Research to Focus on Reversing Type 1 Diabetes

Posted by Admin on November 10, 2010
New research receives grant to develop new ways of reversing the underlying causes of Type 1 diabetes.

A team lead by David Taylor-Fishwick at the Eastern Virginia Medical School Diabetes Center have been awarded an $1,076,250 grant. The research is to develop new ways of reversing the underlying causes of Type 1 diabetes and applies to both regenerative and autoimmune medicine. Type 1 diabetes is caused by an autoimmune attack that destroys the insulin-producing beta cells in the pancreas. Insulin, the hormone that helps the body convert glucose from food into energy are not automatically regenerated or replaced by the body. When the beta cells are destroyed, no insulin is produced.

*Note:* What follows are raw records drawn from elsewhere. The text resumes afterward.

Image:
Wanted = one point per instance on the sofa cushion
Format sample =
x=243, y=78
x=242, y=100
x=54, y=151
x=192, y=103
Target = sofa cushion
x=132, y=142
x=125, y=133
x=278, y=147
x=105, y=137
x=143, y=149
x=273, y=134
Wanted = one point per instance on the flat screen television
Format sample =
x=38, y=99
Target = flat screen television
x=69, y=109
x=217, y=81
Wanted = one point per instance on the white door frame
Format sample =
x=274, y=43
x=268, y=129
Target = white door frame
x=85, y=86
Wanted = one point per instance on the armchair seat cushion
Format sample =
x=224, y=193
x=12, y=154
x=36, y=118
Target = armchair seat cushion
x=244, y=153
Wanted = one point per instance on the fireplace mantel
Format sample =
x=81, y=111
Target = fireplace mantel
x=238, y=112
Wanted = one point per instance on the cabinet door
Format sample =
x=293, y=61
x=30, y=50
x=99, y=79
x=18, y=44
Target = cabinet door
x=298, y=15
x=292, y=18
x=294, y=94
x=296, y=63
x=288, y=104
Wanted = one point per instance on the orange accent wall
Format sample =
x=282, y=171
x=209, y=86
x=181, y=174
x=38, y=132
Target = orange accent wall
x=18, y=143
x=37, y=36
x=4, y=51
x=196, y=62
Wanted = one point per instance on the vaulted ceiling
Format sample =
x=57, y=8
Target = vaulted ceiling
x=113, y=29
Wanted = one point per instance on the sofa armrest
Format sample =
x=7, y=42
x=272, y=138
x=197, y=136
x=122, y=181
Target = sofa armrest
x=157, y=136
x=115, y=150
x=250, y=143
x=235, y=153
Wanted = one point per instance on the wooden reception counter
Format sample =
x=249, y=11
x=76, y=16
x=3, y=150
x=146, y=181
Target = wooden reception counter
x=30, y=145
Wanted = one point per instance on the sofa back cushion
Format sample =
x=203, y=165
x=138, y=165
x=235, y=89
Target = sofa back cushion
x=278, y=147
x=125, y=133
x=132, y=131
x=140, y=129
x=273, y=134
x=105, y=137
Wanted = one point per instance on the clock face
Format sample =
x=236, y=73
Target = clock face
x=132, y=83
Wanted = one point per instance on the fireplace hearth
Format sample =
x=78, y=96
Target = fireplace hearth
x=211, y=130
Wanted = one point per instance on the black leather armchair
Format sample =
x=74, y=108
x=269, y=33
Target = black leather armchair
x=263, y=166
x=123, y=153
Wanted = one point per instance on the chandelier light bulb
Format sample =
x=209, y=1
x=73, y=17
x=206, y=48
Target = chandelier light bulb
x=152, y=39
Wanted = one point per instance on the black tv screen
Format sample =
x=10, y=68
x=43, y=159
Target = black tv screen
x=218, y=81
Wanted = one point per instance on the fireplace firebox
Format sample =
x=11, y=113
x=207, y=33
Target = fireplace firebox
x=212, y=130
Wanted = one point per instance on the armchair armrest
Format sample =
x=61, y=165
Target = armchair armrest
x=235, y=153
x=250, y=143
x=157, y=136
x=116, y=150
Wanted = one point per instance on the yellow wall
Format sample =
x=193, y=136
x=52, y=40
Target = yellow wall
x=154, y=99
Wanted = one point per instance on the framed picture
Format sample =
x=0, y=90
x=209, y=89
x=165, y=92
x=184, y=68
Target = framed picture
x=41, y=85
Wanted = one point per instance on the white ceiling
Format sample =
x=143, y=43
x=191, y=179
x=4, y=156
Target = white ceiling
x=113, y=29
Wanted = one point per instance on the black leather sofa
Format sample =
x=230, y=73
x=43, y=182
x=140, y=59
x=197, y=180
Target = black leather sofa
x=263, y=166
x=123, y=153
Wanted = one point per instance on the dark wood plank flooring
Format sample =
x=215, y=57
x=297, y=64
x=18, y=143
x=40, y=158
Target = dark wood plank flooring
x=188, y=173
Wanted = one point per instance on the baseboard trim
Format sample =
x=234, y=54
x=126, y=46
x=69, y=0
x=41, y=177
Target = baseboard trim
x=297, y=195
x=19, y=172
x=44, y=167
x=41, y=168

Current insulin replacement therapy, through shots and other methods do help the body to maintain normal glucose levels. However, they do not prevent the serious health problems such as blindness, nerve damage, heart disease and kidney failure

The challenge in reversing Type 1 diabetes is to regenerate the insulin-producing beta cells AND to stop the body's autoimmune attack. This is the focus of this new funded phase of research.

The team is seeking to find a way to neutralize the immune system's attack on the beta cells. These immune attacks occur at the onset of diabetes and may continue after Type 1 diabetes has appeared. The benefits of this research may also apply to other autoimmune diseases such as lupus and rheumatoid arthritis.

They are looking at Lisofylline, a drug used to block a protein, interkeukin-12 that triggers the autoimmune response. By targeting interleukin-12, the researchers hope to redirect the immune system, but not wipe it out.

They are also evaluating research on beta cell regeneration focused on proteins unique to the pancreas. Part of this new research will involve several experimental drugs developed by Jerry Nadler, MD. These drugs were designed to modify the autoimmune response and stabilize beta cells.

The researchers hope that one of these compounds, when used in conjunction with pancreatic proteins will create a new therapy that can be taken orally in a pill.